= Mauds Landing =

Beach in Western Australia

Mauds Landing is a historic beach located approximately 3 km north of Coral Bay, Western Australia. The site was initially intended as a port for wool and livestock transportation. Presently, it stands as a vital nesting site for Green and Loggerhead turtles, with remnants of its past still evident along the coastline.

== Description ==
Mauds Landing, initially a historical settlement site, is a beach located within Coral Bay, Western Australia. The beach spans approximately 8.5 km, starting from the point of the bay and curving gently northeastward before concluding near Oyster Bridge, where a 200 m beachrock reef marks its end. The shoreline predominantly faces north to north-east and is sheltered by an offshore reef, resulting in generally calm, reflective conditions along most of its stretch, with wave heights typically averaging under 0.5 m.

== History ==
Mauds Landing was established as a town site reserve in 1896 after the arrival of the schooner Maud, whose captain identified the area. A substantial jetty, extending 450 m into the sea with a 30 m and 6 m T-head (a pier with a perpendicular extension forming a T shape), was constructed along with more infrastructure including a tramway, a well, and a woolshed. The port served as a pivotal shipping point for wool, sheep, and cattle until the late 1940s. However, shipping activities ceased in 1947, leading to the dismantling of the jetty and subsequent relocation of the structure by the Northwest Whaling Company to Norwegian Bay, 85 kilometers north of its original location.

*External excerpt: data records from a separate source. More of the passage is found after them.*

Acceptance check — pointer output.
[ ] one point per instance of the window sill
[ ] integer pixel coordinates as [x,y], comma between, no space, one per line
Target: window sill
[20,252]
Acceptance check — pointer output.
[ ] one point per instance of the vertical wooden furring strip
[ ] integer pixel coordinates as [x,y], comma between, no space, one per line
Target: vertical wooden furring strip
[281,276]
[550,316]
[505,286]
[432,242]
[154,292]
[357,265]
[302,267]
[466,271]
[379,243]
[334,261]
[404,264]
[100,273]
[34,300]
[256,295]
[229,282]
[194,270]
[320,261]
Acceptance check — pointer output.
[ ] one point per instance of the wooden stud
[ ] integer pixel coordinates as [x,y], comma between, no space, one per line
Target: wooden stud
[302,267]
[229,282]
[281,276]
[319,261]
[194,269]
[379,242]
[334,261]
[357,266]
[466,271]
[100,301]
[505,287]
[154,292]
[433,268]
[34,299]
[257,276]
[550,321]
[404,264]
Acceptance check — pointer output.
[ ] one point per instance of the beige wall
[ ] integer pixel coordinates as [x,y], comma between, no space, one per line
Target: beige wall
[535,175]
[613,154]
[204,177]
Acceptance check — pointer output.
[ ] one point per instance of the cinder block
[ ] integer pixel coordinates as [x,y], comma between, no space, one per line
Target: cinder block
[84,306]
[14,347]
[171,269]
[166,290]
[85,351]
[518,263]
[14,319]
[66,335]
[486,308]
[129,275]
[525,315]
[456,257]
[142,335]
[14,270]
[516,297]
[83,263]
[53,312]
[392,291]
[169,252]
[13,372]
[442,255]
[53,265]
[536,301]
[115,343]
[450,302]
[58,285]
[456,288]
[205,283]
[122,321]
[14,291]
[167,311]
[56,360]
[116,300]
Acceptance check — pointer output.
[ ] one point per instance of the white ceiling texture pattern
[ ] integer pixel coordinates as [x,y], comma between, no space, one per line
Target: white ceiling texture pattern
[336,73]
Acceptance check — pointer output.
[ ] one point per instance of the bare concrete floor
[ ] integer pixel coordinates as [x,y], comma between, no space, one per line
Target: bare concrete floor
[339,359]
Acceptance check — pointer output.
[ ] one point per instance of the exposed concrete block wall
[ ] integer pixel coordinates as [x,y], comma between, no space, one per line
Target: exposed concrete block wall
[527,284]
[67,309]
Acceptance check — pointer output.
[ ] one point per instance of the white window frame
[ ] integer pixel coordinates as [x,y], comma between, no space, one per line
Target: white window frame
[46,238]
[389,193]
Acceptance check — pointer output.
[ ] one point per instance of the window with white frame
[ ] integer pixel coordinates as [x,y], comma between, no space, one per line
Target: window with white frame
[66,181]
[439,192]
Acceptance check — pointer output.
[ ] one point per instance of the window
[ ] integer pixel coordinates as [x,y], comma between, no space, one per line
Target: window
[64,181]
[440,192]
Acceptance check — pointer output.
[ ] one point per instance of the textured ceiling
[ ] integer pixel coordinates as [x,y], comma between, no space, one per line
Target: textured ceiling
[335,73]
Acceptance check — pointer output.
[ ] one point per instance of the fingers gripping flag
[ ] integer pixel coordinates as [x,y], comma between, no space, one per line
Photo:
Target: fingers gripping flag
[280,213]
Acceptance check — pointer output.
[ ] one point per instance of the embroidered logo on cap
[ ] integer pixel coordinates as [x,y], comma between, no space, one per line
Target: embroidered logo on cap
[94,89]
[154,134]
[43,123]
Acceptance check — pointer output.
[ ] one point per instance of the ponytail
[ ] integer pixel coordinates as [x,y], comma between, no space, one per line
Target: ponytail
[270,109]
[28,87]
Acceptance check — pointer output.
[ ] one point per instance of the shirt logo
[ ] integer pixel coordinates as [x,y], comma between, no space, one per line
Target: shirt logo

From 1968 onwards, a competing settlement emerged southwards at Bills Bay, featuring a hotel, caravan park, and service station, eventually developing into the present-day Coral Bay. Despite Mauds Landing's historical significance and multiple proposed developmental initiatives, including oil exploration, fish processing, and jetty construction, none materialized, and by 1969, new town site boundaries were established, incorporating parts of the original site into Cardabia Station's lease.

Remnants of Mauds Landing include weathered remains such as protruding jetty piles and remnants of the old wool shed.

== Environmental Significance ==
Presently, Mauds Landing serves as a crucial nesting ground for endangered Green and Loggerhead turtles. The beach remains a sacred area for many locals of Coral Bay due to its significance as a major turtle nesting site. Nesting season for turtles occurs between December and March, during which visitors are advised to maintain a minimum distance of 15 m from the turtles and refrain from using torches or flash photography near them. Besides turtle nesting, the area is renowned for excellent beach fishing, especially accessible to 4WD vehicles.